Trump declara emergência nacional contra Cuba e autoriza tarifas a países que fornecem petróleo à ilha, medida mira vínculos com Rússia, China, Irã e grupos terroristas

Ordem executiva cria mecanismo para punir países que abasteçam Cuba com petróleo, estabelece papel do Departamento de Comércio e do Departamento de Estado, e entra em vigor nesta quinta-feira

O presidente dos Estados Unidos, Donald Trump, declarou emergência nacional contra Cuba e assinou uma ordem que permite impor tarifas a países que, direta ou indiretamente, forneçam petróleo à ilha.

A medida, segundo o governo americano, poderá atingir produtos importados desses países, com base em avaliações de segurança nacional e de política externa, e passa a valer nesta quinta-feira.

As informações e detalhes sobre prazos, exceções e atribuições dos ministérios foram divulgados pelo governo americano, conforme informação divulgada pelo g1

O que determina a ordem executiva

A ordem, assinada na terça-feira (29), declara situação de emergência em relação a Cuba e cria um mecanismo para aplicar tarifas a países que vendam ou forneçam petróleo à ilha.

Segundo o texto, as tarifas não são automáticas, o Departamento de Comércio ficará responsável por identificar os países que fornecem petróleo a Cuba, enquanto o Departamento de Estado decidirá se e em que nível as tarifas serão aplicadas.

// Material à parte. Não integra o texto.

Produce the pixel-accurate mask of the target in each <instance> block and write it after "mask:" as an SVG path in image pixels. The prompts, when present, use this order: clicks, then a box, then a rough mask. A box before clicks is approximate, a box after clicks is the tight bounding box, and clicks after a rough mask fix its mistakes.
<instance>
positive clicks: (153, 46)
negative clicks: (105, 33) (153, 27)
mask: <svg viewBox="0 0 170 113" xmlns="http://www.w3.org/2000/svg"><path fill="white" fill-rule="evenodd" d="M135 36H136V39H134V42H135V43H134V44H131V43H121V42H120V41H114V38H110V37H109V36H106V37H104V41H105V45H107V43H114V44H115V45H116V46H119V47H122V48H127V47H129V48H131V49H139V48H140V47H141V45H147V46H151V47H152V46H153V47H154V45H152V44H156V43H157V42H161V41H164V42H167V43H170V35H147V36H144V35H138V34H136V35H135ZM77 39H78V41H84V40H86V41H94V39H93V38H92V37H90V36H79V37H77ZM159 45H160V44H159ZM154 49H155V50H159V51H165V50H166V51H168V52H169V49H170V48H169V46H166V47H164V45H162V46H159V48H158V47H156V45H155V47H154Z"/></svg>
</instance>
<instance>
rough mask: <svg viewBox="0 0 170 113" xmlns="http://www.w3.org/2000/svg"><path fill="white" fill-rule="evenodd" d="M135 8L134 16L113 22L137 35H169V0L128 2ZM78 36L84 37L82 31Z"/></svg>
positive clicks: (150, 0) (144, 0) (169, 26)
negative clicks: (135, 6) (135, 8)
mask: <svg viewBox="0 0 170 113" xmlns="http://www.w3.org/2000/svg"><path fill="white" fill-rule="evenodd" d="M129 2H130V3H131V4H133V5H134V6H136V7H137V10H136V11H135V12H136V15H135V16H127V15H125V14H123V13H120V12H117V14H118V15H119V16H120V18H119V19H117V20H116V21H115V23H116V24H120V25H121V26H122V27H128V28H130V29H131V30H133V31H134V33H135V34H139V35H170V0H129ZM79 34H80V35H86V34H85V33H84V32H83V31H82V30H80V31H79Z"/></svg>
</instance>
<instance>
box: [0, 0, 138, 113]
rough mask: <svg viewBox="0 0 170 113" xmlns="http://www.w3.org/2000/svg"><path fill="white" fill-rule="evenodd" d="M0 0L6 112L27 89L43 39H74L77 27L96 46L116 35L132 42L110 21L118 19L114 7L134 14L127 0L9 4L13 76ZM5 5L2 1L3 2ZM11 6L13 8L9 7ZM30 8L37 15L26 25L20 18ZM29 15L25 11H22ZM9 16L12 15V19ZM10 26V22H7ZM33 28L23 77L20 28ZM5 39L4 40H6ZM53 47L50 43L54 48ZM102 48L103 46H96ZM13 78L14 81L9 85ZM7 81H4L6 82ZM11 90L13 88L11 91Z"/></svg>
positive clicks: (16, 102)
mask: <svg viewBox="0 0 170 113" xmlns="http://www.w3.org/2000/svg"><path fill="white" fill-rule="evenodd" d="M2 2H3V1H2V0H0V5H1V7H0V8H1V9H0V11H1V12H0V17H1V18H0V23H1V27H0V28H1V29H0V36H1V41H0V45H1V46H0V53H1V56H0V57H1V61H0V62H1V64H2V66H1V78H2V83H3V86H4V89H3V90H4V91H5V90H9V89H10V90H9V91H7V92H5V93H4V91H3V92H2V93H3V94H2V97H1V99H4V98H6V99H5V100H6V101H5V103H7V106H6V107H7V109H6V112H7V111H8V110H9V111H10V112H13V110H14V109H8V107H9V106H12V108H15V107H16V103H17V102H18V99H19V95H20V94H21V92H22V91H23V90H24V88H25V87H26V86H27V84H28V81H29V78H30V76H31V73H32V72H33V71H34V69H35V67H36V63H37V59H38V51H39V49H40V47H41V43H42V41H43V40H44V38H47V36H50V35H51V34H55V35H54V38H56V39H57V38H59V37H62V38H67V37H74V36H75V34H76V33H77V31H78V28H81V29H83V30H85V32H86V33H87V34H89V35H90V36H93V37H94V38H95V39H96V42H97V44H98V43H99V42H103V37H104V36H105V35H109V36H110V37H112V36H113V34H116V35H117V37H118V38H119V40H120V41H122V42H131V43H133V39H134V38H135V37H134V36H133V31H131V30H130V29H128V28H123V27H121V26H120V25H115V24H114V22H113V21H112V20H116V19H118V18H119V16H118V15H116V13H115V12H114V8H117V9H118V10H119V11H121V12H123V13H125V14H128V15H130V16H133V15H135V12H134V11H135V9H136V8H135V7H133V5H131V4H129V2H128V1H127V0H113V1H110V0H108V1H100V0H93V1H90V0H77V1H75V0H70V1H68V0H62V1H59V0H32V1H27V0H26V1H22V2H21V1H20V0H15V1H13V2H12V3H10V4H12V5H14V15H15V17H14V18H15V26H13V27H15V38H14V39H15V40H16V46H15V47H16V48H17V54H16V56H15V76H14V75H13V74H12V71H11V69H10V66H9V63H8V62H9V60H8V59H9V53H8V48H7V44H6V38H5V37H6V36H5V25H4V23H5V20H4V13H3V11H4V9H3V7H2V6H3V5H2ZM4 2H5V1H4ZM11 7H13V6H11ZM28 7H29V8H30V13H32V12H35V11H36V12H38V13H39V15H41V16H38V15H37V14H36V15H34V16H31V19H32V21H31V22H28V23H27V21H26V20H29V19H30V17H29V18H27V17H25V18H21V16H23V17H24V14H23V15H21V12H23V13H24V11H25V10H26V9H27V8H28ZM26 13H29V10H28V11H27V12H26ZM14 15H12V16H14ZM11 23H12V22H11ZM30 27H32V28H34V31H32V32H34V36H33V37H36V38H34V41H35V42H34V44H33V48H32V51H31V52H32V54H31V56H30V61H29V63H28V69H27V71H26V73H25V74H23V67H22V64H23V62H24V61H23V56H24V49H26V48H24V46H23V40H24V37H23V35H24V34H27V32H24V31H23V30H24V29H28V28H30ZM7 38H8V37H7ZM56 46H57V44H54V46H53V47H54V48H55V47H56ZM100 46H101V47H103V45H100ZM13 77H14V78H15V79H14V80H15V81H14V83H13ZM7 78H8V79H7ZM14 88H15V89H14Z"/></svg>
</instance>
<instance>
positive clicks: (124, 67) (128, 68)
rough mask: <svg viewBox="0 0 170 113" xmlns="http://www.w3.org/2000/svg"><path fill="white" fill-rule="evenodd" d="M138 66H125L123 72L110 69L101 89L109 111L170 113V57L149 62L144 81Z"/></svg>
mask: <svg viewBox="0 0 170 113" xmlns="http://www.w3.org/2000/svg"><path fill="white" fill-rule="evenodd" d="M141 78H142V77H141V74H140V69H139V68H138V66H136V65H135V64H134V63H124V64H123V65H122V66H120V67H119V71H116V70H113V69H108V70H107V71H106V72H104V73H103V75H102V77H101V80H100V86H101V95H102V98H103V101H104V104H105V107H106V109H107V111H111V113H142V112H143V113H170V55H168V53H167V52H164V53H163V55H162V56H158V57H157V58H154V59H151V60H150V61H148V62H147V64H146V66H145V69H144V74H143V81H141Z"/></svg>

O documento menciona acusações de que o governo cubano mantém vínculos com países e grupos considerados hostis aos EUA, citando Rússia, China, Irã, e os grupos Hamas e Hezbollah, classificados por Washington como terroristas.

Justificativas e trechos da ordem

No texto, o governo norte-americano aponta também violações de direitos humanos e ações que, segundo os EUA, desestabilizam a região.

O trecho da ordem que descreve a posição dos Estados Unidos afirma, na íntegra, “Os Estados Unidos têm tolerância zero para as atrocidades do regime comunista cubano e agirão para proteger a política externa, a segurança nacional e os interesses nacionais”, citação divulgada pelo g1.

Como as tarifas serão aplicadas

O mecanismo exige avaliações técnicas e políticas antes de qualquer sanção econômica, por isso as tarifas dependem de decisões do Departamento de Estado, com apoio do Departamento de Comércio.

O texto prevê ainda que o governo dos EUA poderá endurecer as ações caso países afetados reajam ou adotem retaliações, indicando margem para escalada diplomática e econômica.

Contexto e desdobramentos

Analistas citados pelo g1 observam que o endurecimento do tom de Trump contra Cuba vem desde o início do ano, após uma operação que visou Nicolás Maduro, na Venezuela, e reportagens sobre alternativas para cortar o abastecimento de petróleo a Cuba.

Em 23 de janeiro, o site Politico informou que o presidente vinha estudando um bloqueio naval contra Cuba para impedir a chegada de importações de petróleo, medida que buscaria pressionar por mudança de regime, conforme reportagem mencionada pelo g1.

Uma estratégia parecida foi adotada pelos EUA em dezembro contra a Venezuela, com ações para impedir o trânsito de navios petroleiros alvo de sanções americanas, segundo a mesma cobertura.

A declaração de emergência nacional contra Cuba e a nova autoridade para impor tarifas ampliam as ferramentas de pressão, mas também aumentam o potencial de atrito com aliados e parceiros comerciais que hoje fornecem energia à ilha.